Miscellaneous¶

Convert to str¶

Any CharsetMatch object can be transformed to exploitable str variable.

my_byte_str = 'Bсеки човек има право на образование.'.encode('cp1251')

# Assign return value so we can fully exploit result
result = from_bytes(
    my_byte_str
).best()

# This should print 'Bсеки човек има право на образование.'
print(str(result))

Logging¶

Prior to the version 2.0.11 you may encounter some unexpected logs in your streams. Something along the line of:

... | WARNING | override steps (5) and chunk_size (512) as content does not fit (465 byte(s) given) parameters.
... | INFO | ascii passed initial chaos probing. Mean measured chaos is 0.000000 %
... | INFO | ascii should target any language(s) of ['Latin Based']

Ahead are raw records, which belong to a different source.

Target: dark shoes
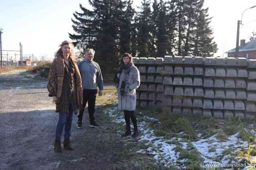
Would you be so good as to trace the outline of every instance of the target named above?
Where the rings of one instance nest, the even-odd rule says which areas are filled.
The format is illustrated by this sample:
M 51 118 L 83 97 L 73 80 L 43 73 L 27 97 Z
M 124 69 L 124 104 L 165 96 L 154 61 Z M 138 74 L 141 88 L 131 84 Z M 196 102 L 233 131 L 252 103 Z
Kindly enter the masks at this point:
M 71 147 L 71 144 L 70 142 L 70 140 L 69 138 L 64 139 L 63 146 L 64 149 L 67 149 L 68 150 L 74 150 Z
M 89 126 L 92 127 L 100 127 L 100 126 L 99 126 L 99 125 L 97 124 L 95 121 L 90 123 Z
M 77 127 L 78 128 L 83 128 L 83 125 L 82 125 L 82 122 L 77 122 Z
M 55 142 L 54 143 L 54 151 L 56 152 L 59 153 L 62 152 L 60 140 L 55 140 Z

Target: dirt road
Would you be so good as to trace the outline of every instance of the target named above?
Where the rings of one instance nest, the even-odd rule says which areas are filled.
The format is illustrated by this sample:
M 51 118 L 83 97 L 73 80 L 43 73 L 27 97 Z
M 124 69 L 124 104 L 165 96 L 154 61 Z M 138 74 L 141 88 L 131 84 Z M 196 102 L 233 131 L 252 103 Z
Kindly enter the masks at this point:
M 100 109 L 95 116 L 100 128 L 89 127 L 85 113 L 83 128 L 77 129 L 74 115 L 71 140 L 75 150 L 55 153 L 58 114 L 48 96 L 47 81 L 18 73 L 0 75 L 0 169 L 119 169 L 113 165 L 120 161 L 116 155 L 124 144 Z

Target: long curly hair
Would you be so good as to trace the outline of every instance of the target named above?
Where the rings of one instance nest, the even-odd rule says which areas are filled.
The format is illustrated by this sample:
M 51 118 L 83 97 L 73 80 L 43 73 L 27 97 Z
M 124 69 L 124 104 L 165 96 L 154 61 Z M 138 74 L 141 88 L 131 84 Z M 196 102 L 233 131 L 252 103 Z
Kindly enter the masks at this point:
M 63 42 L 61 43 L 59 45 L 59 48 L 57 51 L 54 54 L 54 57 L 63 57 L 63 53 L 61 51 L 61 48 L 62 47 L 65 45 L 70 45 L 71 47 L 70 49 L 70 54 L 69 54 L 69 57 L 73 59 L 75 59 L 75 54 L 74 51 L 74 45 L 73 43 L 69 41 L 65 40 Z

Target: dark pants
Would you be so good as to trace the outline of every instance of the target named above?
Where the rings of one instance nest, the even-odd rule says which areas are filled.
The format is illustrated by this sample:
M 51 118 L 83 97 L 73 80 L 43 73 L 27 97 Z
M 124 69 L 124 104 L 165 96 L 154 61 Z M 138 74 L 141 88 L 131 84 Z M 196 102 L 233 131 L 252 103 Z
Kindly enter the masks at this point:
M 94 121 L 94 112 L 95 112 L 95 101 L 96 95 L 97 93 L 96 89 L 84 89 L 83 92 L 83 108 L 80 110 L 79 115 L 77 116 L 78 121 L 81 122 L 84 108 L 88 102 L 88 112 L 90 118 L 90 122 Z

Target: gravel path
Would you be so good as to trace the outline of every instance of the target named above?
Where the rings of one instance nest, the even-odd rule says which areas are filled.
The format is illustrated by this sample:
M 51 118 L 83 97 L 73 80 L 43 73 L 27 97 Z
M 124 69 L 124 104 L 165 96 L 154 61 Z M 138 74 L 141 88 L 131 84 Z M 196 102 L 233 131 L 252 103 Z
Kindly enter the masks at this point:
M 95 116 L 99 128 L 88 126 L 85 113 L 84 127 L 77 129 L 74 115 L 71 140 L 75 150 L 55 153 L 58 114 L 48 97 L 47 81 L 20 73 L 0 75 L 0 169 L 113 169 L 124 144 L 101 109 Z

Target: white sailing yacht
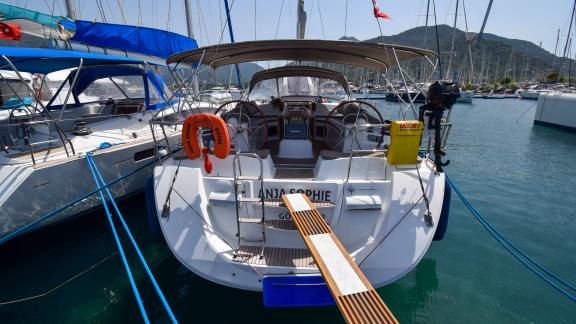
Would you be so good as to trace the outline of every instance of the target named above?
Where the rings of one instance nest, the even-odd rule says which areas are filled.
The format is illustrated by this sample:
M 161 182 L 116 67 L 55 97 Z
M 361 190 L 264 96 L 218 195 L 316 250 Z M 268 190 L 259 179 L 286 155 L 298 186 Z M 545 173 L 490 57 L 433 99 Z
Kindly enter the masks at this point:
M 16 103 L 1 110 L 0 237 L 95 189 L 88 153 L 107 181 L 149 164 L 111 189 L 122 197 L 144 188 L 156 153 L 149 120 L 175 113 L 153 65 L 75 51 L 4 47 L 0 52 L 0 70 L 10 69 L 21 80 L 0 74 L 3 101 Z M 23 77 L 49 78 L 63 70 L 67 77 L 55 93 L 43 81 L 42 96 L 49 100 L 38 97 Z M 169 141 L 179 140 L 179 130 L 165 131 Z M 50 221 L 99 204 L 98 197 L 88 197 Z
M 212 68 L 293 62 L 256 73 L 246 101 L 188 117 L 183 150 L 155 167 L 157 216 L 176 258 L 203 278 L 246 290 L 265 290 L 270 278 L 319 277 L 292 219 L 298 203 L 292 210 L 285 203 L 301 193 L 374 287 L 413 269 L 446 230 L 441 157 L 450 123 L 442 113 L 457 87 L 431 85 L 420 120 L 386 121 L 372 104 L 350 98 L 341 73 L 298 62 L 385 72 L 415 58 L 432 62 L 436 55 L 388 44 L 274 40 L 170 56 L 168 64 Z M 347 99 L 327 95 L 335 91 Z

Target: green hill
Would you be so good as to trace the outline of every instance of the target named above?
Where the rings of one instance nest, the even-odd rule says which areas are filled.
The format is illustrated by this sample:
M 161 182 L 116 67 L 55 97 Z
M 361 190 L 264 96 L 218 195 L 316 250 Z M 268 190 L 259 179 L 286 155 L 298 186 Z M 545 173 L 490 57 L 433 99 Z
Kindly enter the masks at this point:
M 450 26 L 438 26 L 438 40 L 444 74 L 446 74 L 450 58 L 453 32 L 454 29 Z M 424 44 L 425 34 L 427 34 L 427 39 Z M 518 81 L 542 80 L 562 62 L 561 58 L 531 42 L 484 34 L 480 42 L 472 42 L 470 45 L 472 73 L 468 53 L 469 42 L 466 39 L 466 34 L 464 31 L 456 29 L 455 35 L 451 71 L 460 74 L 461 80 L 493 82 L 507 76 Z M 473 34 L 469 34 L 469 36 L 471 35 Z M 396 35 L 375 37 L 366 41 L 424 47 L 433 51 L 436 51 L 437 48 L 434 26 L 416 27 Z M 454 75 L 448 77 L 451 78 Z

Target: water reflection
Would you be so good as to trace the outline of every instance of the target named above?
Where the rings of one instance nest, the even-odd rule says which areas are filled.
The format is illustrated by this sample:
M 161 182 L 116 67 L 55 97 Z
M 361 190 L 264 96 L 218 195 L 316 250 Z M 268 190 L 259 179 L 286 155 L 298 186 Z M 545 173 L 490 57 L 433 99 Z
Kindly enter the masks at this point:
M 400 323 L 414 323 L 438 287 L 436 260 L 425 258 L 406 277 L 378 292 Z

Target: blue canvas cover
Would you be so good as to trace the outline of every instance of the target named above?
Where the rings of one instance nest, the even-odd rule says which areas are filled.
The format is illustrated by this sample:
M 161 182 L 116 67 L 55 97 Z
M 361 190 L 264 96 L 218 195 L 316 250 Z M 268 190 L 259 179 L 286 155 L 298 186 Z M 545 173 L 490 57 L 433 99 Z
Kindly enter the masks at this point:
M 196 40 L 165 30 L 76 20 L 71 41 L 161 58 L 198 47 Z
M 78 67 L 80 58 L 84 60 L 84 66 L 144 63 L 129 57 L 44 48 L 0 47 L 0 53 L 6 55 L 21 72 L 42 74 Z M 12 68 L 4 60 L 0 60 L 0 70 Z
M 28 19 L 52 29 L 56 29 L 56 25 L 59 19 L 57 16 L 51 16 L 41 12 L 17 6 L 11 6 L 4 3 L 0 3 L 0 13 L 2 13 L 2 20 Z

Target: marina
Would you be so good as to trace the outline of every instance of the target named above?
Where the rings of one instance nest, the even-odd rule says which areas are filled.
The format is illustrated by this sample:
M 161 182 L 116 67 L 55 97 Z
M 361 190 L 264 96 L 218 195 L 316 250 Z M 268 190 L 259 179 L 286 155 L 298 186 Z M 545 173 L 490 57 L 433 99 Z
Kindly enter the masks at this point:
M 378 103 L 381 105 L 388 103 Z M 571 150 L 576 145 L 576 135 L 533 125 L 533 101 L 479 99 L 471 106 L 456 104 L 454 109 L 453 120 L 461 126 L 455 127 L 451 135 L 451 179 L 509 239 L 545 260 L 565 279 L 576 280 L 569 270 L 576 266 L 575 243 L 558 239 L 570 237 L 575 230 L 570 206 L 576 204 L 571 194 L 576 174 L 571 169 L 554 167 L 576 158 Z M 520 118 L 527 110 L 525 117 Z M 507 125 L 506 129 L 476 122 L 494 115 Z M 507 140 L 501 141 L 504 134 Z M 470 147 L 477 154 L 470 154 Z M 538 159 L 539 156 L 551 158 Z M 490 175 L 486 174 L 488 169 L 493 170 Z M 236 320 L 239 312 L 257 314 L 256 322 L 289 323 L 303 317 L 340 321 L 338 311 L 331 307 L 270 309 L 262 305 L 260 293 L 225 288 L 192 274 L 172 256 L 161 236 L 155 237 L 149 230 L 143 199 L 140 194 L 123 200 L 120 209 L 180 321 L 228 322 Z M 433 244 L 406 277 L 378 290 L 397 319 L 418 322 L 426 318 L 448 323 L 570 322 L 576 316 L 572 302 L 526 271 L 485 232 L 456 195 L 453 199 L 444 240 Z M 112 256 L 46 296 L 2 306 L 0 316 L 25 322 L 45 318 L 47 313 L 53 322 L 131 321 L 138 317 L 102 216 L 101 212 L 91 213 L 3 245 L 0 256 L 12 266 L 0 269 L 2 278 L 10 278 L 2 280 L 2 303 L 47 292 Z M 527 236 L 531 239 L 526 240 Z M 50 249 L 40 250 L 38 245 Z M 44 269 L 40 274 L 39 268 Z M 143 276 L 136 272 L 137 280 L 143 280 Z M 143 288 L 144 297 L 154 300 L 152 288 Z M 222 313 L 221 304 L 229 305 L 230 311 Z M 190 305 L 204 311 L 190 311 Z M 164 318 L 159 303 L 151 306 L 152 314 Z M 547 311 L 526 314 L 526 309 L 536 307 Z
M 572 322 L 576 0 L 285 1 L 0 3 L 0 321 Z

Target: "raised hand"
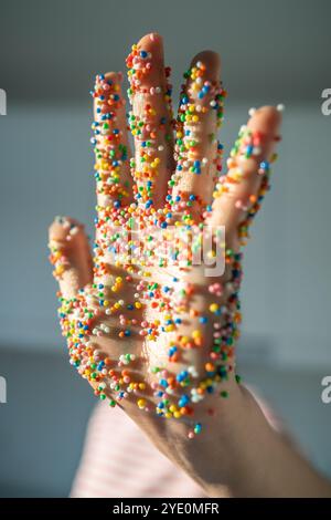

It is most likely because you altered the root getLogger instance. The package has its own logic behind logging and why it is useful. See https://docs.python.org/3/howto/logging.html to learn the basics.

If you are looking to silence and/or reduce drastically the amount of logs, please upgrade to the latest version available for charset-normalizer using your package manager or by pip install charset-normalizer -U.

The latest version will no longer produce any entry greater than DEBUG. On DEBUG only one entry will be observed and that is about the detection result.

Then regarding the others log entries, they will be pushed as Level 5. Commonly known as TRACE level, but we do not register it globally.

Detect binaries¶

This package offers a neat way to detect files that can be considered as ‘binaries’ meaning that it is not likely to be a text-file.

from charset_normalizer import is_binary

# It can receive both a path or bytes or even a file pointer.
result = is_binary("./my-file.ext")

# This should print 'True' or 'False'
print(result)